5 Feet of Fury

‘It’s ‘Grapes of Wrath’ month –- time for double helpings of Steinbeck’s corn-pone Marxism’

Charlotte Allen is so right, although it’s still kind of nice to look back on the days when white people could be victim/heroes:

…when Tom gives his famous “I’ll be ever’where” speech, I always want to call his parole officer. (…)

Furthermore, Steinbeck got the Okies historically wrong, probably because he himself hailed from an upper-middle-class family in Salinas and his experience with Okies consisted of interviewing a few of them for some newspaper articles.  (…)

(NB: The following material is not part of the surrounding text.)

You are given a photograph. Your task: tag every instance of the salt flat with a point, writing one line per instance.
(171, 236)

Furthermore — and here the last laugh is on Steinbeck — the Okies turned out to be the exact opposite of progressive collectivists, becoming the backbone of California’s political and social conservatism. Instead of fomenting a workers revolution, they led the Reagan Revolution. In “The Grapes of Wrath,” Steinbeck relentlessly mocks the Okies’ Pentecostal Christianity. In fact, their Pentecostal and Baptist churches were a source of moral cohesion. Gregory counted more churches in Bakersfield, where Okie culture influenced everything from spirituality to music, than in San Francisco. To this day, the Okie culture-saturated San Joaquin Valley remains California’s only red-state region.

RELATED:

“Steinbeck’s Myth of the Oakies”

“John Steinbeck’s ‘Travels With Charley,’ Fact-Checked”

A couple of weeks ago, someone brought an original print of Dorthea Lange’s “Migrant Mother” to the Antiques Roadshow. The appraiser happened to mention that the subject of the famous photo later took issue with the backstory Lange was spreading about her. Arnie and I exchanged knowing glances.

Sure enough, here is Lange’s story:

I saw and approached the hungry and desperate mother, as if drawn by a magnet. I do not remember how I explained my presence or my camera to her, but I do remember she asked me no questions. I made five exposures, working closer and closer from the same direction. I did not ask her name or her history. She told me her age, that she was thirty-two. She said that they had been living on frozen vegetables from the surrounding fields, and birds that the children killed. She had just sold the tires from her car to buy food. There she sat in that lean- to tent with her children huddled around her, and seemed to know that my pictures might help her, and so she helped me. There was a sort of equality about it.

However:

“There’s no way we sold our tires, because we didn’t have any to sell. The only ones we had were on the Hudson and we drove off in them. I don’t believe Dorothea Lange was lying, I just think she had one story mixed up with another. Or she was borrowing to fill in what she didn’t have.”

And:

“I wish she [Lange] hadn’t taken my picture. I can’t get a penny out of it. She didn’t ask my name. She said she wouldn’t sell the pictures. She said she’d send me a copy. She never did.”